Upgrade procedure 2.1.5->2.2 with CARP active

  • When upgrading pfSense (e.g. 2.1.4->2.1.5) , I usually do stuff on the backup machine, and if it's completed I execute the upgrade stuff on the other  machine while the backup is the temporary CARP master; the usual HA-procedure.

    The feature list for pfS2.2 states some differences for CARP, so I wonder how reliable a 2.1.5/2.2 mixed environment might be. Since I have to upgrade some more service I'm running on pfSense, it will take some hours to upgrade all services (named, slapd…) , the router pair will be in a mixed 2.1.5/2.2 configuration for a prolonged time.

    Is a mixed configuration expected to be stable or is it advisable to re-configure the non-upgraded master to non-CARP interfaces to avoid conflicts?

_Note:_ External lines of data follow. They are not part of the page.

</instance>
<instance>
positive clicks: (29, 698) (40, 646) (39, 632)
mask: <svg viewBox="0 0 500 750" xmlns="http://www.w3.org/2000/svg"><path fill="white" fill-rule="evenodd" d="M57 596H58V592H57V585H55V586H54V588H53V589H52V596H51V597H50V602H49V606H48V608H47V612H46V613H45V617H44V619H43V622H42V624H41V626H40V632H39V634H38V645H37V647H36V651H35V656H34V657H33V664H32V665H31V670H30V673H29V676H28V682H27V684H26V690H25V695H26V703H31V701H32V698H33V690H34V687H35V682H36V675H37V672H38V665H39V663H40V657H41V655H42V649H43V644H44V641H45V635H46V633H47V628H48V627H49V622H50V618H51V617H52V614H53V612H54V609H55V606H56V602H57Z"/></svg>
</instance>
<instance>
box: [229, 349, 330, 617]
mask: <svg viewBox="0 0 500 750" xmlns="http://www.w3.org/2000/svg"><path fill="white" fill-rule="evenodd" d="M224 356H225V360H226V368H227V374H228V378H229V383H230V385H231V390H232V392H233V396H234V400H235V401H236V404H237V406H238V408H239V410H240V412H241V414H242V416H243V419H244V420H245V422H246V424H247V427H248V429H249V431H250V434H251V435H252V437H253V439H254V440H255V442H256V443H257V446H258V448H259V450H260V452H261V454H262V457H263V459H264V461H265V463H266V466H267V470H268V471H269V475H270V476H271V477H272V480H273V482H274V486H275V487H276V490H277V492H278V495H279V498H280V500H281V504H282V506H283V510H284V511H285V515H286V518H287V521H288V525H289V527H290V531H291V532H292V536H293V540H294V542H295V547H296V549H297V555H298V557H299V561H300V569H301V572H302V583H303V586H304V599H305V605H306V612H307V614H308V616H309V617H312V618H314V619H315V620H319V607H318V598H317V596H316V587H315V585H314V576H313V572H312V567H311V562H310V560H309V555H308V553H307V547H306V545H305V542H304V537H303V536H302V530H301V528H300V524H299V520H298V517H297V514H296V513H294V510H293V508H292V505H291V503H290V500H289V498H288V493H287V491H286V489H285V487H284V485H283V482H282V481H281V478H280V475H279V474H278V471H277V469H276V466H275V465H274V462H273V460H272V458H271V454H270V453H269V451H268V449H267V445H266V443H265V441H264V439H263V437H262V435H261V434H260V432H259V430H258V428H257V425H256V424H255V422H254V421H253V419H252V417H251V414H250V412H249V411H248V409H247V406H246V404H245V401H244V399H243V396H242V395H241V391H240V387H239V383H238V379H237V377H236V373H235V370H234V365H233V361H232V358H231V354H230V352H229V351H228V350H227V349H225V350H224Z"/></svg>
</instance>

  • https://doc.pfsense.org/index.php/Upgrade_Guide#Upgrading_High_Availability_Deployments

    I've upgraded a CARP system from 2.1.4 as described there. No issue.
    However, in CARP mixed mode 2.1.x + 2.2 the states are not synced to slave, so connections are lost if the 2.1.x master take over CARP master again. E.g. if you restart the machine. If you don't want that pull out the WAN cable.